# Inexpensive Monolight Strobe Recommendations?



## Neuner (Feb 17, 2009)

Lately I've been doing just portraits of my kids using a remote hotshoe flash.  My portability requirements have gotten low and I'd like to keep it simple and not go through a lot of batteries.  I'd like to get an inexpensive monolight with variable output.

My kids are still toddlers so I don't need a lot of power - probably equivalent to a head shot.  I'll be shooting through translucent umbrellas from about 4-5' away.

I'm lost concerning semi-reliable brands and power requirements.  Online sales sometimes either provide watt-seconds or simple wattages.  I'm always reading wonderful things about AlienBees but they are too expensive for me.  Recommendations?

Thanks!
Neuner


----------



## Big Mike (Feb 17, 2009)

How about using rechargeable batteries for your hotshoe unit (which you should be doing anyway) or maybe using a battery pack for it?  (You should be able to plug in a battery pack and use that to power the flash).

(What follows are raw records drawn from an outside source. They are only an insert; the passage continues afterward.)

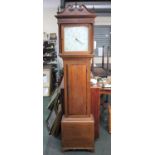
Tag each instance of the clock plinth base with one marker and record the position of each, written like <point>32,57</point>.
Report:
<point>77,133</point>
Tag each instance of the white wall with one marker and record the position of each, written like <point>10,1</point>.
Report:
<point>49,20</point>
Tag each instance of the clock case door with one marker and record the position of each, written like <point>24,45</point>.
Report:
<point>77,87</point>
<point>90,40</point>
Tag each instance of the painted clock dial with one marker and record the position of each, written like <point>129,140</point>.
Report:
<point>76,39</point>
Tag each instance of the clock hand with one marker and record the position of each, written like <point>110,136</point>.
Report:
<point>78,41</point>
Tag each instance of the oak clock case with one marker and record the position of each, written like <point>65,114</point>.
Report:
<point>75,25</point>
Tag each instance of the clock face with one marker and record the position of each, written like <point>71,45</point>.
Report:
<point>76,39</point>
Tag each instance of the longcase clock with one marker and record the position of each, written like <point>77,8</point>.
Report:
<point>75,25</point>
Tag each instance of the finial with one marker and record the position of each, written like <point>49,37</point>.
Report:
<point>58,9</point>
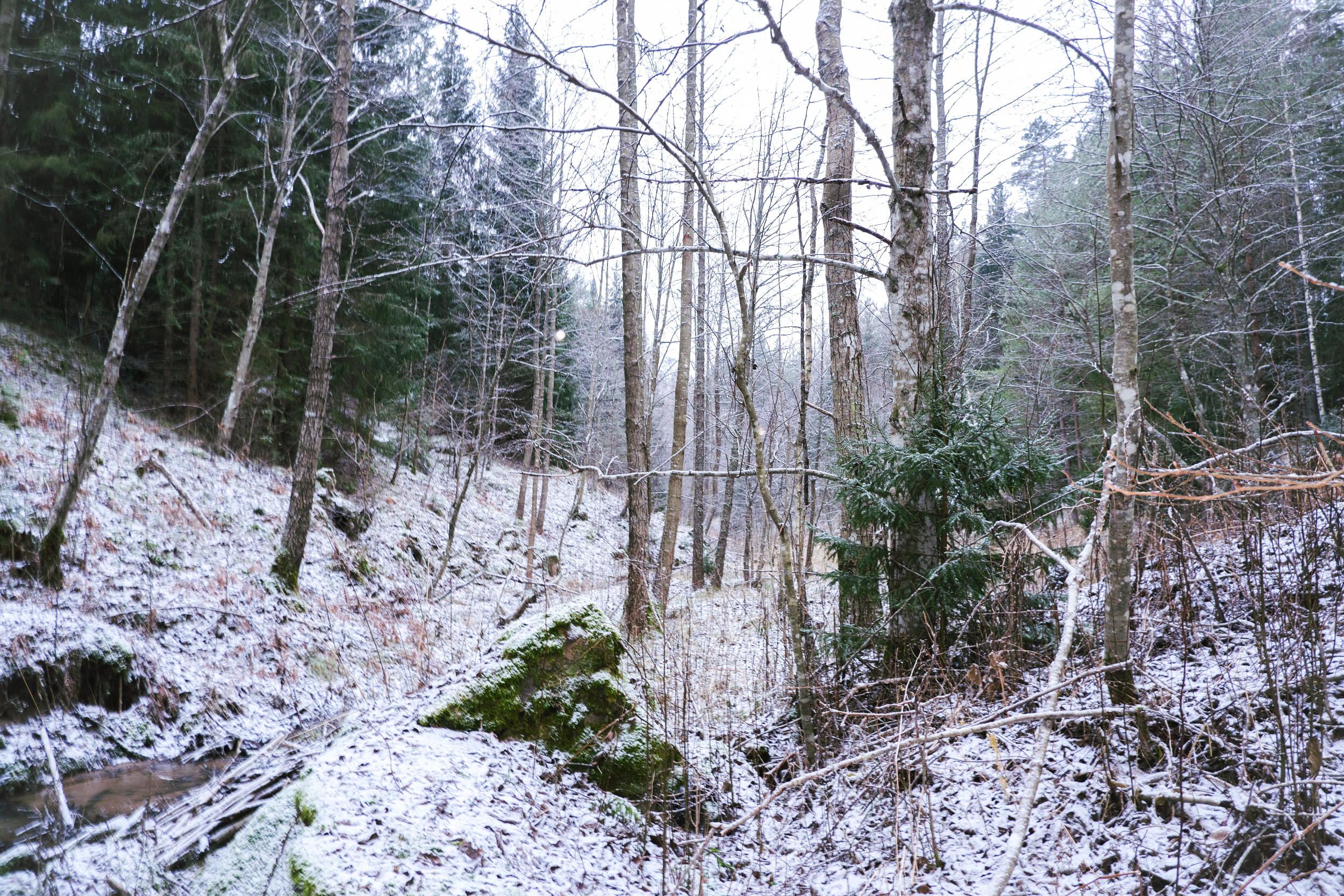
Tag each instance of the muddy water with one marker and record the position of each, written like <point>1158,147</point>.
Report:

I really don't know much about the cheap 'studio' lights...I would still recommend going with something like an Alien Bee or Elinchrom D-lite.  A basic one light kit shouldn't be too expensive.


----------



## Neuner (Feb 17, 2009)

Rechargeables provide a faster recycle time but they don't last as long from my experience.  I like the portability that hotshoe flash offers for when I venture out but just for shoots around the house I'd like to get something I plug & go.

In just searching around on the web I see the Flashpoint Models.  They have the same recycle time I'm use to at 4-6 seconds and variable power range.  I don't need anything quicker. Are they a decent line?


----------



## Big Mike (Feb 17, 2009)

> Rechargeables provide a faster recycle time but they don't last as long from my experience.


I've found that my NiMH batteries last longer than alkaline batteries because alkalines start to slow down when they are only half drained (or somewhere around there)...at which time I would have to change them (for the shooting that I do).  

I often took my 'used' alkaline batteries and used them around the house for months.

My 2800 mah NiMH batteries will last for several hundred shots before I need to change them.  Two or three sets will last a whole day of shooting a wedding.

Best of all, they are rechargeable and keep me from using batteries that might otherwise end up in a landfill etc.  

I don't know anything about Flashpoint...but they look OK.  The thing is that to get one with decent power, you are already close to the price of other brands like AB or Elinchrom.


----------



## Ron_Uriel (Mar 15, 2009)

You can find some worthwhile inexpensive monolights that will cost you less then half the price of a hotshoe flash. I've recently reviewed such monolight and was very satisfied with its performance. You can read my review here.


----------



## DeadEye (Mar 15, 2009)

I am not a fan of monolights. I like old school studio pack stuff. Try looking on ebay for speedotron brownline . They are rock solid , cheep and last forever.  Look for a full set up instead of getting one piece at a time.

D.E.


----------